Я смотрела по телевизору, как депутаты слушали выступление Сани. Одни дремали, другие изучали свои бумаги, третьи резались в компьютерные игры. Эти не успокоятся, пока не растащат всё до последнего гвоздя. Саня вернулся домой, я молча налила ему рюмку водки, он молча выпил, первый раз за последние двадцать лет.
Когда в шестьдесят восьмом году я познакомилась с Саней, он играл с советским правительством в очень опасную игру. Он заставил коммунистов сделать себя мировой величиной, он открыто и бесповоротно провозгласил, что всё это болтовня: про перегибы, что во всём виноват один только Сталин и его приспешники. Нет, сказал Саня, виной всему Советская власть и он противник её. И Советская власть сдалась, она его выпустила вместо того, чтобы расстрелять.

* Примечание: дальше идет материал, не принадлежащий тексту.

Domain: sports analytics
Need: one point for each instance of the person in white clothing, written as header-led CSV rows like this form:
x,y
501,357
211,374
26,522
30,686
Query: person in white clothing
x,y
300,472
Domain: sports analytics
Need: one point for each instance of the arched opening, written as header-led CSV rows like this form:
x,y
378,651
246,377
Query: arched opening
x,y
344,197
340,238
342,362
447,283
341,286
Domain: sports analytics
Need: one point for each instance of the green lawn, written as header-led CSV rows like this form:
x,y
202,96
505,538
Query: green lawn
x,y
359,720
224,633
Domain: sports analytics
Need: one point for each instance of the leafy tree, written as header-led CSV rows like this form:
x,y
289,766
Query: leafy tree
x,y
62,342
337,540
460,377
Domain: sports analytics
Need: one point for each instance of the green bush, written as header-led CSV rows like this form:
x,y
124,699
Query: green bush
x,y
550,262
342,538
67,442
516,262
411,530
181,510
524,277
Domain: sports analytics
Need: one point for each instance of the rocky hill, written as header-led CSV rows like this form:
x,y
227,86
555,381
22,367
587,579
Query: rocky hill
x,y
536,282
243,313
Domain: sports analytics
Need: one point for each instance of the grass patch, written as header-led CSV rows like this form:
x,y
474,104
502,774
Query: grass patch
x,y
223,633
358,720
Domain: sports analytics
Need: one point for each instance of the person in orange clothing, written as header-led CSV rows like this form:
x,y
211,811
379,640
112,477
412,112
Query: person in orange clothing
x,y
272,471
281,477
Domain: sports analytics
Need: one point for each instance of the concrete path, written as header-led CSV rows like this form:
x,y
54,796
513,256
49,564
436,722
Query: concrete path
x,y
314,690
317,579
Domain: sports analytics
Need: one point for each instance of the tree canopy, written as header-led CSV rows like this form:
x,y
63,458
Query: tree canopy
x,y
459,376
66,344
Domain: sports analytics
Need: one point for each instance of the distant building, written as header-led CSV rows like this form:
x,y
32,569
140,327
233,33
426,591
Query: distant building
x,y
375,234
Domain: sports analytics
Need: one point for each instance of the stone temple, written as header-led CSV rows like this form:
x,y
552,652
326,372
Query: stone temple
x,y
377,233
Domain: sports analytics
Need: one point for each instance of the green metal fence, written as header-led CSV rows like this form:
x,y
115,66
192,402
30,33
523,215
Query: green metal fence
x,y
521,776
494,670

– А сейчас не с кем играть, – сказал Саня. – У тех были принципы, кровожадные, но были. А этим – похуй! Кажется, прав Гумилёв, поздно. Караван истории ушёл вперед, не дождавшись, пока мы очухаемся. Во всяком случае, надо радоваться, что умрёшь дома, а не на нарах или в эмиграции.
Когда я похоронила Саню, я могла уехать в Америку. Но я не уехала. Санино дело было здесь, в России. Поэтому я осталась. Я убедила власть включить сокращённый вариант «Архипелага» в школьные учебники. Я не хочу обсуждать его литературные достоинства или недостатки. Я знаю одно, более точной и ёмкой книги о сталинизме не написал пока никто. Если кто-нибудь сумеет написать, пусть немедленно заменят.
Я атеистка, в отличие от Сани, но всё же я хочу верить, что когда-нибудь Россия восстанет. Даже если для этого нет ровным счётом никаких оснований. Даже когда нет вообще ничего, люди поднимаются и начинают строить. Я очень хочу в это верить.
ДОЧЬ АКСАКАЛА
Что и говорить, обидное было прозвище. Никакой у Алки папашка был не аксакал. Папашка – его так мать называла. Сама Алла старалась произносить по-доброму: мой папа! И иногда отец. Отец звучало увесисто, солидно. Алка, когда первый раз устраивалась на работу и заполняла трудовую анкету, ей так это слово понравилось – отец, она даже добавила в анкету «мой», хорошо никто не заметил.